Google · Filed Oct 31, 2024 · Published Apr 30, 2026 · verified — real USPTO data

Google Patents a Speech Recognition System That Anticipates Your Words

By Patentlyze Team · Updated May 4, 2026

Most speech recognition systems wait for you to finish talking before they figure out what you said. Google's new patent describes a system that starts narrowing down likely words and phrases while you're still speaking — before transcription even begins.

FIG. 1A — rendered from the official USPTO publication PDF.

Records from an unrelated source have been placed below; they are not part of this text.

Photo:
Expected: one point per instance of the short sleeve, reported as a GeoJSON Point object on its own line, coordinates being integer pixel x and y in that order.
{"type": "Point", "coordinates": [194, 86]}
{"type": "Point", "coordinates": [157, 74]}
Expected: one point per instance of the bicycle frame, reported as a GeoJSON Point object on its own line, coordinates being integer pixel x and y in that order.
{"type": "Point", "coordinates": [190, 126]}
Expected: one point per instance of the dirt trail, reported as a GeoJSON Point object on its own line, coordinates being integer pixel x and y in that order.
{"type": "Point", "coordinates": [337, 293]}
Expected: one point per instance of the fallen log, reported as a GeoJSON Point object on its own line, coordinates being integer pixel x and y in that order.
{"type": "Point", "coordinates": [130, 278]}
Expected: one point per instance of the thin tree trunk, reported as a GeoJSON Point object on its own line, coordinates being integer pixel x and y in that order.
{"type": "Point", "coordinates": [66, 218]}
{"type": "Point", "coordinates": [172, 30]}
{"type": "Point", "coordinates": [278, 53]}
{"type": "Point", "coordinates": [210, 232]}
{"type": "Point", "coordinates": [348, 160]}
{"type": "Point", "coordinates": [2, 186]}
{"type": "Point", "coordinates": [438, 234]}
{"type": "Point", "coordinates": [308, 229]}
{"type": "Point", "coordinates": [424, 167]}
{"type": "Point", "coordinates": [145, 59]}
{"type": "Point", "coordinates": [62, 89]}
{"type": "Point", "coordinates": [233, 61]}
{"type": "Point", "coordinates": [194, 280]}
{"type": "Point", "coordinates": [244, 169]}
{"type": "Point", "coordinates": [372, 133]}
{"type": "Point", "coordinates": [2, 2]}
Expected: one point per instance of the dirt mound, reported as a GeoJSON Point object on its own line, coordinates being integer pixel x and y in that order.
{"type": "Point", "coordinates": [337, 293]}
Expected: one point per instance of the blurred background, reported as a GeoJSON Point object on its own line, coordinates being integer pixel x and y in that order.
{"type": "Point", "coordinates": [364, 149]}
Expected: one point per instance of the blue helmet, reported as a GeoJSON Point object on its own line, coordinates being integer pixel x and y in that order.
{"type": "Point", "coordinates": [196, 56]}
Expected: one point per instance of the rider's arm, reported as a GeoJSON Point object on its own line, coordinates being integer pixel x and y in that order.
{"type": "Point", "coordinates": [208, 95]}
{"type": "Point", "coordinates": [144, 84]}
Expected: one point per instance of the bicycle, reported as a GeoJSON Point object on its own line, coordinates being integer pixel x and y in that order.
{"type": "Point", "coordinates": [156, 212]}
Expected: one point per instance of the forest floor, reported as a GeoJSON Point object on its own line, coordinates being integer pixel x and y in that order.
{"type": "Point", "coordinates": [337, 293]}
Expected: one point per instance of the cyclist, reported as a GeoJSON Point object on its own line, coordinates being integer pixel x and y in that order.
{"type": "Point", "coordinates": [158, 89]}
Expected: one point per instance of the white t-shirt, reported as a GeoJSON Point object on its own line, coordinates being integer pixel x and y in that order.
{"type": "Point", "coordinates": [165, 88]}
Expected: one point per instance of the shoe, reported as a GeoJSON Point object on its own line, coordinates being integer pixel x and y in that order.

Publication number US 2026/0120685 A1

Applicant Google LLC

Filing date Oct 31, 2024

Publication date Apr 30, 2026

Inventors Mr. Zhiqi Huang, Mr. Diamantino Antonio Caseiro, Mr. Christopher Li, Mr. Zelin Wu, Mr. Patrick Maxim Rondon, Mr. Kandarp Joshi, Mr. Petr Zadrazil, Mr. Lillian Qiaohui Zhou, Petar Aleksic

CPC classification 704/232

Grant likelihood Medium

Examiner SIDDO, IBRAHIM (Art Unit 2681)

Status Non Final Action Counted, Not Yet Mailed (Apr 25, 2026)

AI/ML

How Google's speech system predicts words mid-sentence

Imagine you're asking your phone about a restaurant: "Can you get me directions to Nobu Malibu?" A standard voice assistant has to hear the whole thing, then look up every possible word before deciding what you said. That's slow, and it struggles with unusual names, places, or brands.

What Google's patent describes is more like a well-read co-worker who's already thought of the five most likely things you might say next. While your voice is still coming in, the system is already scoring a big list of candidate phrases — things like proper nouns, contact names, or app titles — and picking the most relevant ones based on the audio so far.

Those top candidates then get fed into the transcription process as extra context, nudging the system toward the right answer. The result is a recognizer that's better at handling rare or custom vocabulary without having to slow down or search through millions of options at the last second.

How the neural retrieval module ranks and injects phrases

The system works in three linked stages, each handled by a different component.

First, an audio encoder converts incoming speech into a sequence of audio embeddings — dense numerical vectors that capture the meaning and sound of what's being said, frame by frame. Think of these as a compact mathematical fingerprint of your voice input.

Second, a neural retrieval module runs in parallel. It takes a large candidate phrase corpus — a library of words or phrases the system might need to recognize, like contacts, app names, or location names — and scores each one against the audio embeddings using a scoring function. Each phrase has been pre-encoded into its own phrase embedding and broken into wordpiece embeddings (sub-word tokens, the standard unit in modern language models). The top-K highest-scoring phrases are selected — the K most contextually relevant candidates.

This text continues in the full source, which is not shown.